Selon lui, plusieurs combattants de l’EI, dont des dirigeants de ce groupe ultra-radical se trouvaient toujours dans le sud libyen, après avoir perdu en décembre 2016 leur bastion dans la ville de Syrte, au terme de plusieurs mois de combats.

Certains d’entre-eux ont été tués dans des frappes américaines menées la semaine dernière à environ 240 km au sud-est de Syrte, a ajouté M. al-Sour, sans autre précision.

L’armée américaine avait annoncé dimanche avoir mené six frappes en Libye visant le groupe EI qui ont tué 17 de ses combattants.

M. al-Sour a indiqué par ailleurs que l’enquête mené par son bureau sur le réseau jihadiste avait permis d’identifier ses dirigeants en Libye, dont la plupart ont été tués dans les combats de Syrte.

Selon lui, les principaux dirigeants du groupe en Libye sont de nationalité libyenne mais les combattants viennent surtout de pays voisins : la Tunisie, l’Egypte et le Soudan.

Mouammar Kadhafi, l'ancien dictateur libyen, au 12e sommet de l'Union africaine, en février 2009. (Crédit : U.S. Navy photo by Mass Communication Specialist 2nd Class Jesse B. Awalt/Domaine public/WikiCommons)
Mouammar Kadhafi, l’ancien dictateur libyen, au 12e sommet de l’Union africaine, en février 2009. (Crédit : U.S. Navy photo by Mass Communication Specialist 2nd Class Jesse B. Awalt/Domaine public/WikiCommons)

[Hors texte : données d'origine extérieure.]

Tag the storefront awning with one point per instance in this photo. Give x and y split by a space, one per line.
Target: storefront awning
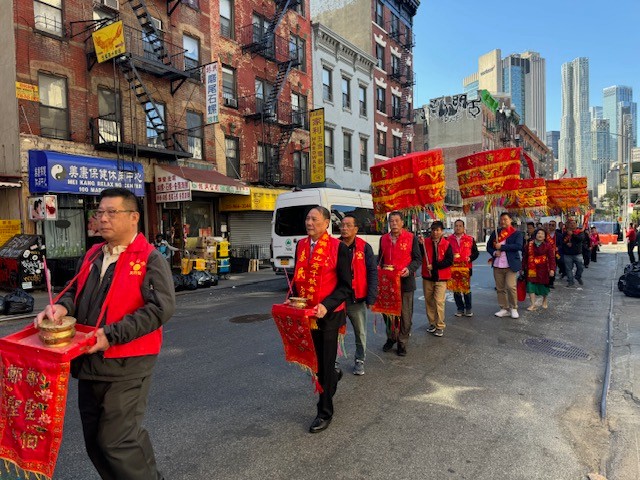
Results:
260 199
175 183
61 173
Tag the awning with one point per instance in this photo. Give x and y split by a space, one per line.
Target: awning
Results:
261 199
175 183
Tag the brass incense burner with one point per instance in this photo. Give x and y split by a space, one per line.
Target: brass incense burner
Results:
57 334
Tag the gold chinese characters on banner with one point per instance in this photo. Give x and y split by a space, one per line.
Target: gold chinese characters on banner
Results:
316 134
109 41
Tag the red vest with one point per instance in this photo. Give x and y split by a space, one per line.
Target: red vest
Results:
398 255
461 251
359 270
443 274
125 296
328 272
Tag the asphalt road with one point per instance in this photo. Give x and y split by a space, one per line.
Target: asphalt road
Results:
482 402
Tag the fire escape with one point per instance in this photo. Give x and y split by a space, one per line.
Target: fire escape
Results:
146 51
278 118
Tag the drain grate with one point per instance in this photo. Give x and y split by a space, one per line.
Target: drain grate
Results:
254 317
555 348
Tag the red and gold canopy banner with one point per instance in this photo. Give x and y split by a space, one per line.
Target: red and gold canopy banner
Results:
568 195
488 176
530 197
413 182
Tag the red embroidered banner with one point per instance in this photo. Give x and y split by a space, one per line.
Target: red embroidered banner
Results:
294 325
489 175
389 299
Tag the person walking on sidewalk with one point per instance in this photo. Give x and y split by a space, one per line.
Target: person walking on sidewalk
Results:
539 264
323 274
632 239
465 251
505 249
124 285
400 249
572 240
437 260
364 285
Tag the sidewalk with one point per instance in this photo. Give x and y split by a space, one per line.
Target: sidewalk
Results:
235 280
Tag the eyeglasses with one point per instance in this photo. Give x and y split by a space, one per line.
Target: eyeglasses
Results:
111 213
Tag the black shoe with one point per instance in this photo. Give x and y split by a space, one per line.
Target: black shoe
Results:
319 424
389 345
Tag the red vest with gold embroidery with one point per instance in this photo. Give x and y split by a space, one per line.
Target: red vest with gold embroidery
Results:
398 255
125 296
328 273
443 274
359 269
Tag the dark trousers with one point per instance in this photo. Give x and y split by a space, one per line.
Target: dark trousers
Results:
326 345
112 414
463 301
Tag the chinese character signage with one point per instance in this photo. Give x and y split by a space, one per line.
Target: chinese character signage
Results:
60 173
211 86
316 156
26 91
109 41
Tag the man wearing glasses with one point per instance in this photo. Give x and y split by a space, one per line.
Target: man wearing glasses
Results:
125 286
364 285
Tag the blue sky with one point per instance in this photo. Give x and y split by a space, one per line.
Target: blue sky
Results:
452 34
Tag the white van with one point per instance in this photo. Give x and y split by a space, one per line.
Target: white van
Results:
287 226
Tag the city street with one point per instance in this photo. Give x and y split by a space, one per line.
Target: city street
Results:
493 399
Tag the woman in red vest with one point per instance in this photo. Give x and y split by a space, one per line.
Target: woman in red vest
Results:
323 276
539 265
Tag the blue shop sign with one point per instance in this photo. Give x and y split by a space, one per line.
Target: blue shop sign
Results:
60 173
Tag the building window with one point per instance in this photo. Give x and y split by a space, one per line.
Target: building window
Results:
297 52
380 56
226 18
328 146
346 93
327 87
229 91
382 143
381 100
379 13
362 97
109 116
231 145
191 52
54 117
364 162
397 146
156 129
195 134
346 150
299 110
47 16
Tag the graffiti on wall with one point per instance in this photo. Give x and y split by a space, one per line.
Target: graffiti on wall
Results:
453 108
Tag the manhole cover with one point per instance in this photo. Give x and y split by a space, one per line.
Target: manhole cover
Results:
555 348
255 317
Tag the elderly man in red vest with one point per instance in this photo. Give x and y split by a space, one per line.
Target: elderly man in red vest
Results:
436 270
465 251
364 284
125 286
400 249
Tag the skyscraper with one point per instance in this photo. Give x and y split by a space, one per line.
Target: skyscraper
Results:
575 127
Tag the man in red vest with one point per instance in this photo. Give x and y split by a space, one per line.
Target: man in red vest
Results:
364 284
400 249
436 270
126 285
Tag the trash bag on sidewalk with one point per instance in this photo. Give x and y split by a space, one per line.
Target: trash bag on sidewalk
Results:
18 301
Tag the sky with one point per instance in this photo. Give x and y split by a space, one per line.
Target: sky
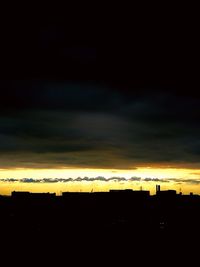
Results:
81 111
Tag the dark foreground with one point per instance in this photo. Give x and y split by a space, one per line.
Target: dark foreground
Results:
100 228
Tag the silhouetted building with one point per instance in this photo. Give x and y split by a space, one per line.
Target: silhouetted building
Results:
20 194
157 188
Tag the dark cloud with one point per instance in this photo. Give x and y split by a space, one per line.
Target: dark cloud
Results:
45 125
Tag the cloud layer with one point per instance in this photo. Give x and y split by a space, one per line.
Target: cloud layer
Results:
102 179
52 125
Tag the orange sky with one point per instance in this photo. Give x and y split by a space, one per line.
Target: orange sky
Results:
170 174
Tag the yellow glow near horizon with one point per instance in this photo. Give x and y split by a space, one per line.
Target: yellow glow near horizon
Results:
143 172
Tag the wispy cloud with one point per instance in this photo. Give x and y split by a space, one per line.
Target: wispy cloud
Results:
102 179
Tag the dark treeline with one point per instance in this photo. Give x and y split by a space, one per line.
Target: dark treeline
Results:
125 222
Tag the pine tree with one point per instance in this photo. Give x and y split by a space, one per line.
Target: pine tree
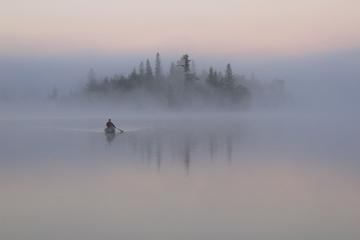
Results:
92 84
229 82
148 71
158 68
212 78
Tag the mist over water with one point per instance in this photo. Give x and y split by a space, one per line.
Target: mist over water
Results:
288 170
254 175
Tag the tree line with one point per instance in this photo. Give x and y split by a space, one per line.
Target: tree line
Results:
180 86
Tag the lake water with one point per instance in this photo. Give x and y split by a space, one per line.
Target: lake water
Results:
172 176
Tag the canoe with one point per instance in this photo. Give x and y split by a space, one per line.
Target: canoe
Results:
110 130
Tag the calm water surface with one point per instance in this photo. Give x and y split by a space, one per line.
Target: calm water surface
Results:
250 176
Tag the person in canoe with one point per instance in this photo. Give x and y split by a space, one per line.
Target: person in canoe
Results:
111 128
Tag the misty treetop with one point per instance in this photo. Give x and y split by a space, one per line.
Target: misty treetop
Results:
181 86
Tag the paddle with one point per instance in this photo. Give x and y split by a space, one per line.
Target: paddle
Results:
121 131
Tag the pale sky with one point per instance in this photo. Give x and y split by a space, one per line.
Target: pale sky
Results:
226 26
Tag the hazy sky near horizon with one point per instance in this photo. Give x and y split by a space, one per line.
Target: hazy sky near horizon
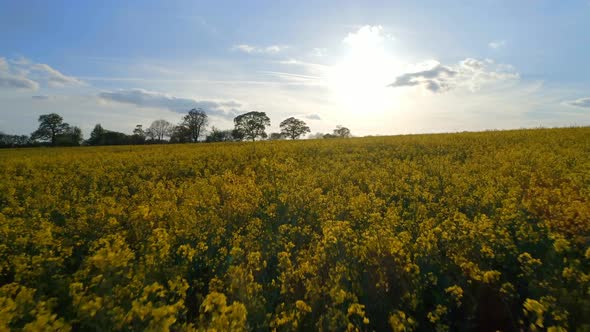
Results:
377 67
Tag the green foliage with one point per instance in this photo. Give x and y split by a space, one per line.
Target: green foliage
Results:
251 125
294 128
424 232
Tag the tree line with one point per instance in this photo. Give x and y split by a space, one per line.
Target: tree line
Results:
192 128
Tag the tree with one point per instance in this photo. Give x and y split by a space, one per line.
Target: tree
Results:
218 135
342 132
138 136
72 136
276 136
11 141
159 129
181 134
294 128
101 136
96 135
195 121
251 125
50 126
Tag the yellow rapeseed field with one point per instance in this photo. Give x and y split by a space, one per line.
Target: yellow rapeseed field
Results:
468 231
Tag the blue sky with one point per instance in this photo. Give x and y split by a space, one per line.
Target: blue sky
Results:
377 67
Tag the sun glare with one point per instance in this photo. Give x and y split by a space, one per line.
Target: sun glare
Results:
359 80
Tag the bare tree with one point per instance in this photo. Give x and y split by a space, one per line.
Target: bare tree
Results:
159 129
50 127
195 122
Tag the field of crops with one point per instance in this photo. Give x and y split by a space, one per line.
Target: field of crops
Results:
469 231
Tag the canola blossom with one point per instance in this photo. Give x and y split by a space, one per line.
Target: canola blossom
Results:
468 231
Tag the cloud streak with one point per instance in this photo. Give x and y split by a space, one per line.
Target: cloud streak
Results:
497 44
250 49
469 73
435 79
22 74
582 102
150 99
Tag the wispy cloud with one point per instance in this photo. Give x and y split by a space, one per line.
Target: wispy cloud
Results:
152 99
319 52
22 73
9 79
435 79
250 49
582 102
470 73
312 117
497 44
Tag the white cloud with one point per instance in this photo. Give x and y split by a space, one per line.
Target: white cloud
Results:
53 77
250 49
11 79
151 99
319 52
312 117
496 44
582 102
469 73
21 73
366 36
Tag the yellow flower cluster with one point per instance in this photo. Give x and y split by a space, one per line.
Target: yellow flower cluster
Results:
423 232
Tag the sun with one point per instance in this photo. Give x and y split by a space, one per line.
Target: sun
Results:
359 80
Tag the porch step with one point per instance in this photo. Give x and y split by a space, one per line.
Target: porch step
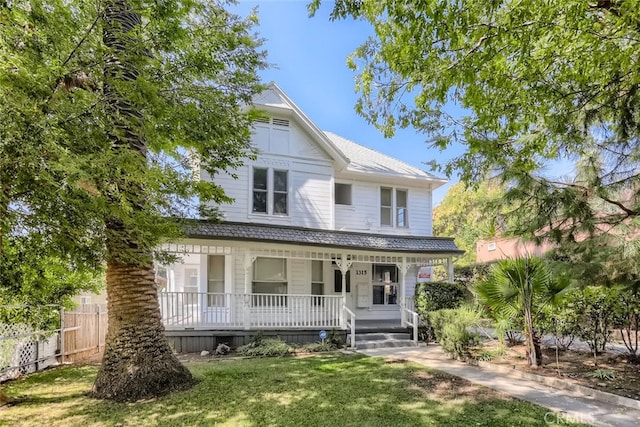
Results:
383 340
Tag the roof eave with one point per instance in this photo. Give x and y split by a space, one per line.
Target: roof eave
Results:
338 156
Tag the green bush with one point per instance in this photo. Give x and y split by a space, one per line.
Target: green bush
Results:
317 347
451 329
266 347
432 296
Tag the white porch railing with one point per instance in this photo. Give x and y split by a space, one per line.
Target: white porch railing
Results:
249 311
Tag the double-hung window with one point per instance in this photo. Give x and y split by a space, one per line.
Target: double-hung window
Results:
394 207
317 281
215 281
270 191
385 284
270 277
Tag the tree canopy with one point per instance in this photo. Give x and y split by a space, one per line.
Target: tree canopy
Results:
518 84
469 214
110 110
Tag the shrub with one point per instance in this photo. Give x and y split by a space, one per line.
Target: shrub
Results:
451 329
432 296
488 355
603 374
596 305
335 338
562 321
317 347
266 347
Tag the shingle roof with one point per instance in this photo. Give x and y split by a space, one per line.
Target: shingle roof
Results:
364 159
203 229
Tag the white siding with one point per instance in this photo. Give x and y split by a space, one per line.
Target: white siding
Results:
364 213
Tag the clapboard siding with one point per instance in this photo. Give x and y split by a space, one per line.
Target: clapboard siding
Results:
364 212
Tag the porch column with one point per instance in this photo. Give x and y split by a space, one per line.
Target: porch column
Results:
450 268
403 267
343 264
246 304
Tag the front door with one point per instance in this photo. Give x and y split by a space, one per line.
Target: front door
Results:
337 287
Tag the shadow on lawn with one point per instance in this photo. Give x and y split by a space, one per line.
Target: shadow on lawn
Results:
325 390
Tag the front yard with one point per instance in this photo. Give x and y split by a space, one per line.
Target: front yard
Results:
326 390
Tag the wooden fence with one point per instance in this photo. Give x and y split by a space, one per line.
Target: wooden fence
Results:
85 332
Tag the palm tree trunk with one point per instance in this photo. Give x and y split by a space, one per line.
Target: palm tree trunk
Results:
138 361
533 343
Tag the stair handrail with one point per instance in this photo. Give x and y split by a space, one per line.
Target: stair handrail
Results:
351 324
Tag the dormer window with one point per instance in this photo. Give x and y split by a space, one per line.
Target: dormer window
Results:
394 207
342 194
270 191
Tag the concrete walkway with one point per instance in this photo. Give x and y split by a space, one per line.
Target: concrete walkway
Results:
568 405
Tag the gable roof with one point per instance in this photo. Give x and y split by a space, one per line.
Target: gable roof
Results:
349 156
365 160
275 98
203 229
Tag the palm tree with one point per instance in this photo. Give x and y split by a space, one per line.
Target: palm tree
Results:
520 288
138 361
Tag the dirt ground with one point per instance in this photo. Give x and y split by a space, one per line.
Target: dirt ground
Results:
578 367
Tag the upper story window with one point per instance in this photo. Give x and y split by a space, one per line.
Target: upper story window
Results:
270 191
342 194
394 207
401 208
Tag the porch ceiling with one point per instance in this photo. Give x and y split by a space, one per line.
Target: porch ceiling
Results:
203 229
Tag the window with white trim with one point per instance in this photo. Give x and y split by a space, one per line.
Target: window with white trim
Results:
260 190
190 279
342 194
385 284
317 281
402 219
215 280
270 191
270 277
394 207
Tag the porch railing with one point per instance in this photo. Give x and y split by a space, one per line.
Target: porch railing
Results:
249 311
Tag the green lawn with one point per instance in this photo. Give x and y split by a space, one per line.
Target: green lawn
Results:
328 390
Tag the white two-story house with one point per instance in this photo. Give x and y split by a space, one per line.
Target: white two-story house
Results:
322 231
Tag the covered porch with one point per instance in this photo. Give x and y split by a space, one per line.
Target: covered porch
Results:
325 280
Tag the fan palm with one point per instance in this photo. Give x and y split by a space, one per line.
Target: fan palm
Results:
520 288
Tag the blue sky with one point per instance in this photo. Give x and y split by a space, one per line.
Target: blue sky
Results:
309 57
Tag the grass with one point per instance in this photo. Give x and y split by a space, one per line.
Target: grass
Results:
327 390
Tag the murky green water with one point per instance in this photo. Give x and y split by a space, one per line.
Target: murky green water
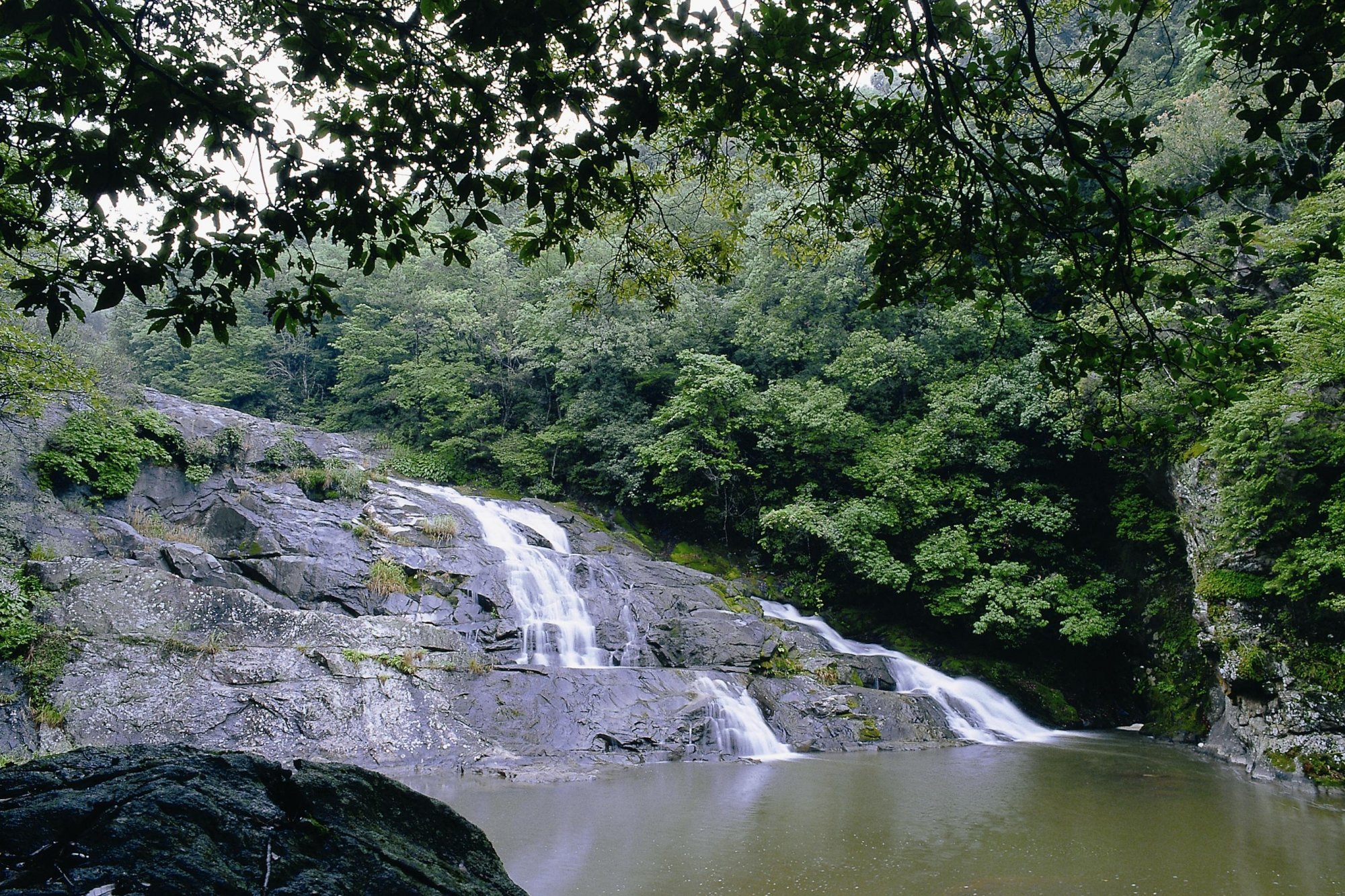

Le responsable libyen a ajouté que ses services travaillent à l’identification de 780 corps de combattants de l’EI tués notamment à Syrte et conservés toujours dans des morgues à Tripoli et Misrata (ouest).

Depuis la chute du régime de Mouammar Kadhafi en 2011, la Libye est livrée aux milices alors que deux autorités se disputent le pouvoir: d’un côté, le gouvernement d’union nationale (GNA) reconnu par la communauté internationale et basé à Tripoli. De l’autre, une autorité exerçant son pouvoir dans l’est du pays avec le soutien du maréchal Khalifa Haftar.

L’EI avait profité du chaos pour s’implanter à Syrte en juin 2015. Le GNA a assuré avoir repris le contrôle de la cité en décembre 2016, avec le soutien aérien de l’armée américaine.